During the session on the role of Earth Observation in climate services, Eurisy presented satellite-based data for the European green transition. Satellites orbiting the Earth are the only real way of getting a full picture of our changing world – which is an essential input for international climate and environmental policy. This was demonstrated throughout the Space Opportunities for Climate Challenges initiative which covered the potential of satellite applications in different domains to reach EU Climate-Neutrality by 2050. The series collected specific use cases contributing to the Green Deal targets ranging from protecting biodiversity, to supporting renewable energy, and sustainable maritime activities.
In ESA’s Cultural Heritage panel, focus was placed on the need to digitise cultural heritage and on the potential of EO to support the identification, safeguard and promotion of our common heritage. It was pointed out that the fragmentation among the institutions dealing with cultural heritage is one of the biggest challenges to the operational and continuous use of Earth observation. Eurisy contributed to the panel by giving examples of uses of satellite-based services that are matured and already reached the market. A collection of operational satellite applications to better manage historical cities, monitor and safeguard cultural heritage and enable creative minds to generate new ways to experience culture is available here.

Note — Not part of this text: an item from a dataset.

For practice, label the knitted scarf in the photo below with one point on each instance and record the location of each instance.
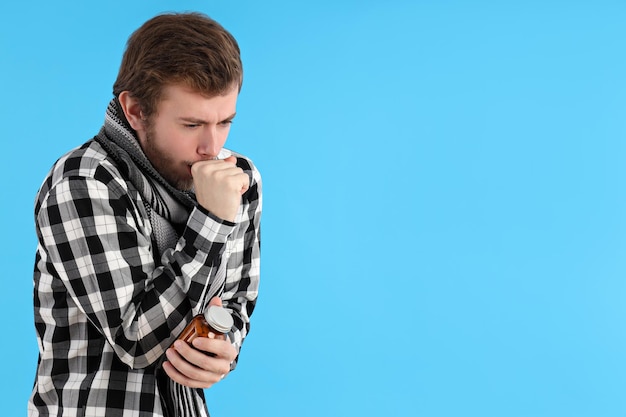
(168, 210)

The week was packed with speeches and sessions gathering scientists, business leaders, and representatives from space agencies, international organisations and industry to highlight the essential role of Earth observation for decision-making in the ongoing climate crisis. Within the Space4Environment thematic area, Eurisy aims to continue to put emphasis on the use of space data for climate action, from the local city level to a global scale, and from empowering pupils at school to supporting decision-makers at European Institutions.